The two women both came away with the sense of a job well done. Somehow, though, Christina could not really see herself returning. They watched Sonia standing in the darkness waving to them as they sat in the bus. And then they were off, heading home through the unknown territories of Hampstead. When someone doesn't own a car - and they didn't - even places that are near seem light years away. Christina would fly for three and a half hours to see her Italian, but 25 minutes on the bus in a freezing English winter seemed an eternity.

She took Sonia's postcard with her to Calabria. She was miles from the nearest post office, she had no transport, she relied on him. Whatever her initial intentions back in London, she did not dare ask the man about buying stamps. He didn't consider things like that important. Christina had the wrong kind of relationship with him, she realised. If she couldn't ask him to buy her a stamp, what kind of a relationship was it? On the last day, her conscience got the better of her, and she asked him. Please, she said, please could he post this card for her? It was very important.

He scrutinised the postcard and the message. He sat for a long time trying to decipher it. Every so often he looked up at her, then back again at the card. His expression was stern, but otherwise deadpan. That's the way he was. But he was shut out, too, from her language and her world: he had shut himself out. Christina knew what he was thinking, that she might have written it herself ... to a secret boyfriend.

She said, "I know what you're thinking."

He said, "What am I thinking?"

"That I've written the card to some man I know," she said. "Anyway, you can see it's not my writing."

"Isn't it?' he said. He could be very awkward when he wanted to be.

"I'd hardly give it to you to post if it was to a boyfriend, would I?"

"You might," he said, "to make me jealous." Christina wanted to do one of her sarcastic laughs and say, "You can't be serious," but she didn't. Scorn was wasted on him. Either he didn't get it or he didn't want to get it. In the end he took the card and posted it. It was a game he was playing, but the trouble was Christina never knew where the game began and where it ended. And that was always the problem.

Back in England, Bernard phoned Christina's mother. He told her Sonia had collapsed and died just the week after their visit. He had not known where to lay his hands on their number. In the end he had found it in one of Sonia's address books, but by the time Christina's mother had had the news, Sonia was dead and buried.
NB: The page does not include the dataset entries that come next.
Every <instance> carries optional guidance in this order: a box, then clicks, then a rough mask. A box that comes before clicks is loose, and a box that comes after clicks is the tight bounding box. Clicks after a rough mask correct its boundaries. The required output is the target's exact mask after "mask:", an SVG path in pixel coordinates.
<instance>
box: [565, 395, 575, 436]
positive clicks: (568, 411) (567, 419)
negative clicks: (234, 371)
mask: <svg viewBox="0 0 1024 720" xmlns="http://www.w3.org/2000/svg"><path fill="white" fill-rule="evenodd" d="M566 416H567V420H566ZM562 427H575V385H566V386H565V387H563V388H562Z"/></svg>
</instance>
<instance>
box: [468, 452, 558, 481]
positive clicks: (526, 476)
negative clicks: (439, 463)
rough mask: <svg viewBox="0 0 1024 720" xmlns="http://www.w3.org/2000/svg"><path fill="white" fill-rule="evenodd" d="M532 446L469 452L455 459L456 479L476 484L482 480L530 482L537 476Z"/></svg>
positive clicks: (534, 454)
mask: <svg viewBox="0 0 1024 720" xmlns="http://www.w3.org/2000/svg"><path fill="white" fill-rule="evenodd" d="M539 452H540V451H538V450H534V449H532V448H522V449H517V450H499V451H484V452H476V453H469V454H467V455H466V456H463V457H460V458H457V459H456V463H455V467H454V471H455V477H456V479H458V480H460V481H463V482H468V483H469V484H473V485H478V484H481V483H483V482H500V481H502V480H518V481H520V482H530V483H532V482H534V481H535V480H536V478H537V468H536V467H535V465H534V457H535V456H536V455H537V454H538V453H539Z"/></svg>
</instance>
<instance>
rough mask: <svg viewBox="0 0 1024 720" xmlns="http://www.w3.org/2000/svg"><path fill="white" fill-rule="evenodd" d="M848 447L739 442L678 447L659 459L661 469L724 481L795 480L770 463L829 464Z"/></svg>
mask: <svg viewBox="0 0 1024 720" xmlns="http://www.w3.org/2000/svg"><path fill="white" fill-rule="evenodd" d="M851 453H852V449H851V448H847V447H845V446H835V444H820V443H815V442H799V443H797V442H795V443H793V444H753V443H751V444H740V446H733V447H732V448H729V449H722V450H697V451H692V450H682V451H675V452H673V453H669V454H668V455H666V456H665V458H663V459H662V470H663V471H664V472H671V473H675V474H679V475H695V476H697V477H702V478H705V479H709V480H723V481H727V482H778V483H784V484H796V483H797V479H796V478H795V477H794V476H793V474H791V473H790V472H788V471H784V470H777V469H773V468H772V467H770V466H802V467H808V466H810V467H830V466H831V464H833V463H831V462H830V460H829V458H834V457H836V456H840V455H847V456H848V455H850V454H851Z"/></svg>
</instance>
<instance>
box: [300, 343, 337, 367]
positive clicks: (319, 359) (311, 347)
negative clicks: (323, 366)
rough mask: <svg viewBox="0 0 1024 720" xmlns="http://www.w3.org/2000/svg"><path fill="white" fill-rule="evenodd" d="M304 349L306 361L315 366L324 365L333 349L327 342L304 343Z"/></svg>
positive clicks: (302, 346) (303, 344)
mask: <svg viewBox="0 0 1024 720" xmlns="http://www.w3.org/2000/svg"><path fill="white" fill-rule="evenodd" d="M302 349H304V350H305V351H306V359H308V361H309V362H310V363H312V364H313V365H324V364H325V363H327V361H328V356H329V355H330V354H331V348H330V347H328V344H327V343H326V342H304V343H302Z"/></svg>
And it was probably around that time that Sonia's postcard, her last postcard, had reached its destination.

* * *

"Did you ever post that card for her?" Christina's mother, increasingly forgetful, often asked her daughter. And Christina, whose trips now were always for business, never for pleasure, thought how the recipient, whoever he was, had had a postcard from a dead woman, sent on her behalf by a poor imitation of a deceased film star.

But the Christina of those times was long gone, of course.